Explain the Part D coverage gap (donut hole) and how it affects beneficiary costs.

Explanation:
Medicare Part D’s donut hole describes a segment of the year when, after you and your plan have spent a certain amount on covered drugs, you start paying a larger share of drug costs until you reach catastrophic coverage. The costs that count toward entering and staying in this gap include the total price of your covered medications, what you and the plan have paid, and any manufacturer discounts that apply while you’re in the gap. In this phase you typically face higher cost sharing for both brand-name and generic drugs, which means your out-of-pocket spending rises during the donut hole. Once your out-of-pocket costs reach the catastrophic threshold, you move out of the gap and only pay small copayments or coinsurance for covered drugs, with the plan and the government covering the rest. This structure isn’t about premiums, and it isn’t about out-of-network costs—the donut hole is specifically about how much you pay for drugs after a spending threshold is reached and before catastrophic coverage kicks in.

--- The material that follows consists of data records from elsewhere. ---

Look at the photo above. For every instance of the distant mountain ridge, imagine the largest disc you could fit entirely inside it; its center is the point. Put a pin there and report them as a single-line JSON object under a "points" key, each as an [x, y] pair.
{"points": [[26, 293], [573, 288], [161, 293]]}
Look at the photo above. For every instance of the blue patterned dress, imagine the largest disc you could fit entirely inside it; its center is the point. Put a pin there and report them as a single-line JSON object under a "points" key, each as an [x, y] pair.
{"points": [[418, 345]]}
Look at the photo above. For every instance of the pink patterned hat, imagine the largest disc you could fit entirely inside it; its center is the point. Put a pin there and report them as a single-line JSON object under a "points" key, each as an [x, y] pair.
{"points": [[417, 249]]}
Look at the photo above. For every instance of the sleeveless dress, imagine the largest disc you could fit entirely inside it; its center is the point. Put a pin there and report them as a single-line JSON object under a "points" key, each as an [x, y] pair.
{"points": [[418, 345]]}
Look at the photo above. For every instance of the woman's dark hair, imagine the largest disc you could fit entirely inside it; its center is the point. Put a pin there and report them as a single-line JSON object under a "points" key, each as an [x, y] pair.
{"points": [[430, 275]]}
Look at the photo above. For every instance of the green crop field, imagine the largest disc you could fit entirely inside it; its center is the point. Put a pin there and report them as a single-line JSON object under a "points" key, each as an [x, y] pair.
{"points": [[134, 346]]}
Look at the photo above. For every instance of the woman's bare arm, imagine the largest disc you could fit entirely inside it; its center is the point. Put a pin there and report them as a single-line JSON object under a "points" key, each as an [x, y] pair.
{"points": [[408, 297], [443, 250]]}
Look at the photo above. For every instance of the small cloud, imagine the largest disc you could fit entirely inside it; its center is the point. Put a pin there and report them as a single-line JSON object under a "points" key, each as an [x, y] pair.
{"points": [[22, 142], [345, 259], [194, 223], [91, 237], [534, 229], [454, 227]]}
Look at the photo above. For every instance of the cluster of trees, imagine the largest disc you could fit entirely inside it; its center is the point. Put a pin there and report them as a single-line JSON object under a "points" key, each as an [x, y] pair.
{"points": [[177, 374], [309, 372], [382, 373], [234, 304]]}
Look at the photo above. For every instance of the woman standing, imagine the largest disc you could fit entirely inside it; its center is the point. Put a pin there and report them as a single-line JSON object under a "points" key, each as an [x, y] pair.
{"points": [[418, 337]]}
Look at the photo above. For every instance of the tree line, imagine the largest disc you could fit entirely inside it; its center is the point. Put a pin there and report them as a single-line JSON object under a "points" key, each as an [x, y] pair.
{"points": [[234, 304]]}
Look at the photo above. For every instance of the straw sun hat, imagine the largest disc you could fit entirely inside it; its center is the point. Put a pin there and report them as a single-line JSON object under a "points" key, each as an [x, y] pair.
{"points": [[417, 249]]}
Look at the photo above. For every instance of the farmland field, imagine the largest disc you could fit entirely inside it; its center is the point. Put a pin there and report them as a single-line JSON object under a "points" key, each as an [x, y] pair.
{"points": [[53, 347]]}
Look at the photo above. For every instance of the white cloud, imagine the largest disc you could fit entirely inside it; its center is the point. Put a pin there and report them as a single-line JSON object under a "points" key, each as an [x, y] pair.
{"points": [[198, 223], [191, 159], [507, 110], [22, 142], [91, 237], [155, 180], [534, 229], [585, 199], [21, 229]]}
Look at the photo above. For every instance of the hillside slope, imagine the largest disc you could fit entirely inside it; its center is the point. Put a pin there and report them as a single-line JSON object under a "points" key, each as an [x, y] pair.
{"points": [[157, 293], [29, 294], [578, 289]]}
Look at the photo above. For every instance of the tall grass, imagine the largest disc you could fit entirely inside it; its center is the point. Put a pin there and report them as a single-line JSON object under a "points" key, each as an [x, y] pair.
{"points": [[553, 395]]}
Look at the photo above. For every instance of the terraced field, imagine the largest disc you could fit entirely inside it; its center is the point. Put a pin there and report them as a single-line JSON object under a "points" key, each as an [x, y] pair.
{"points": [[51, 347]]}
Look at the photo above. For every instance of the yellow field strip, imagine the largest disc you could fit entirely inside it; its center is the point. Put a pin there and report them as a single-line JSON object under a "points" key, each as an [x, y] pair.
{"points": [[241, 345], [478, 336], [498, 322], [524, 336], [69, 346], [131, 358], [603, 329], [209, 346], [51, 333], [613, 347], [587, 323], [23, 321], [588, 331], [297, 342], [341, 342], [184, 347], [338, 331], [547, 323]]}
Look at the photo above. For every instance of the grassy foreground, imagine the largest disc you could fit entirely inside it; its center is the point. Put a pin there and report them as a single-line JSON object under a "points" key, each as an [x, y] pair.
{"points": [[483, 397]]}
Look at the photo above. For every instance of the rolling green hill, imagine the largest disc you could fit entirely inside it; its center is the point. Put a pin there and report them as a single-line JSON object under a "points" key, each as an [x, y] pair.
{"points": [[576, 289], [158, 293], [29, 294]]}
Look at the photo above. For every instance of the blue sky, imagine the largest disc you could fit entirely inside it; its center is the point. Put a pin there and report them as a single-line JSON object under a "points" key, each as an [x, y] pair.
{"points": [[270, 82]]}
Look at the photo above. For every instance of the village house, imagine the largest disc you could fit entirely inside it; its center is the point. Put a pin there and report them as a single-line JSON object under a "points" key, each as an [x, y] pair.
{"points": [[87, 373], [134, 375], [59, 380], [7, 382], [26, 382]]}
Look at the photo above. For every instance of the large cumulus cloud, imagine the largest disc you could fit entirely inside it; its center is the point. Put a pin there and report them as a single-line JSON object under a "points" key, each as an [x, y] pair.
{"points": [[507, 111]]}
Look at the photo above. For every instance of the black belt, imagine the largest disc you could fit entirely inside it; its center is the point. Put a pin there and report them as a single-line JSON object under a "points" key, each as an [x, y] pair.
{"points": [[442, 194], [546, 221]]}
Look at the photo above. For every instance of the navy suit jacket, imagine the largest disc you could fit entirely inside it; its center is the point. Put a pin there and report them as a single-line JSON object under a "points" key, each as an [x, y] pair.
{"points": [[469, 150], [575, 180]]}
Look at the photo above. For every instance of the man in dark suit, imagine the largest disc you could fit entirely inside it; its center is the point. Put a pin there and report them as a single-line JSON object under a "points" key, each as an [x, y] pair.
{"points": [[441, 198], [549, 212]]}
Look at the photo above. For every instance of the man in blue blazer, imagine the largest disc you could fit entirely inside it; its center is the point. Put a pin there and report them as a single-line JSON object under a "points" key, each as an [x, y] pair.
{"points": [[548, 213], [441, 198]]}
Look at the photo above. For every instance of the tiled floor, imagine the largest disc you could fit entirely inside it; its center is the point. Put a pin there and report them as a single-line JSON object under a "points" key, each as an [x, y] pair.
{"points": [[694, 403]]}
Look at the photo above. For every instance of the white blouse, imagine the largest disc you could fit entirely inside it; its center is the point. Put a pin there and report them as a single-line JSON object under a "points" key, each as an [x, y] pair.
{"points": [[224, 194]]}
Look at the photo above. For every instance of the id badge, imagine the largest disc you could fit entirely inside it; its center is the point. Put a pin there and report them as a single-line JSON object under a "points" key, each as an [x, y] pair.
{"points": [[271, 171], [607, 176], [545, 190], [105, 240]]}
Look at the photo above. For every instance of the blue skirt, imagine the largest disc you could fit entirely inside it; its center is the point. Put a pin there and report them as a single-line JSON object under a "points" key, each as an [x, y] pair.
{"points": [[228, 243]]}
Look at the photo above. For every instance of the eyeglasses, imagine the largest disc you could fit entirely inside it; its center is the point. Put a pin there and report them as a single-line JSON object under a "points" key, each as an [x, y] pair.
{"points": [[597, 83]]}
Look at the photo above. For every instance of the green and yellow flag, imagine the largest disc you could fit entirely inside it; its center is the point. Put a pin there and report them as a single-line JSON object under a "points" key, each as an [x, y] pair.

Medicare Part D’s donut hole describes a segment of the year when, after you and your plan have spent a certain amount on covered drugs, you start paying a larger share of drug costs until you reach catastrophic coverage. The costs that count toward entering and staying in this gap include the total price of your covered medications, what you and the plan have paid, and any manufacturer discounts that apply while you’re in the gap. In this phase you typically face higher cost sharing for both brand-name and generic drugs, which means your out-of-pocket spending rises during the donut hole. Once your out-of-pocket costs reach the catastrophic threshold, you move out of the gap and only pay small copayments or coinsurance for covered drugs, with the plan and the government covering the rest. This structure isn’t about premiums, and it isn’t about out-of-network costs—the donut hole is specifically about how much you pay for drugs after a spending threshold is reached and before catastrophic coverage kicks in.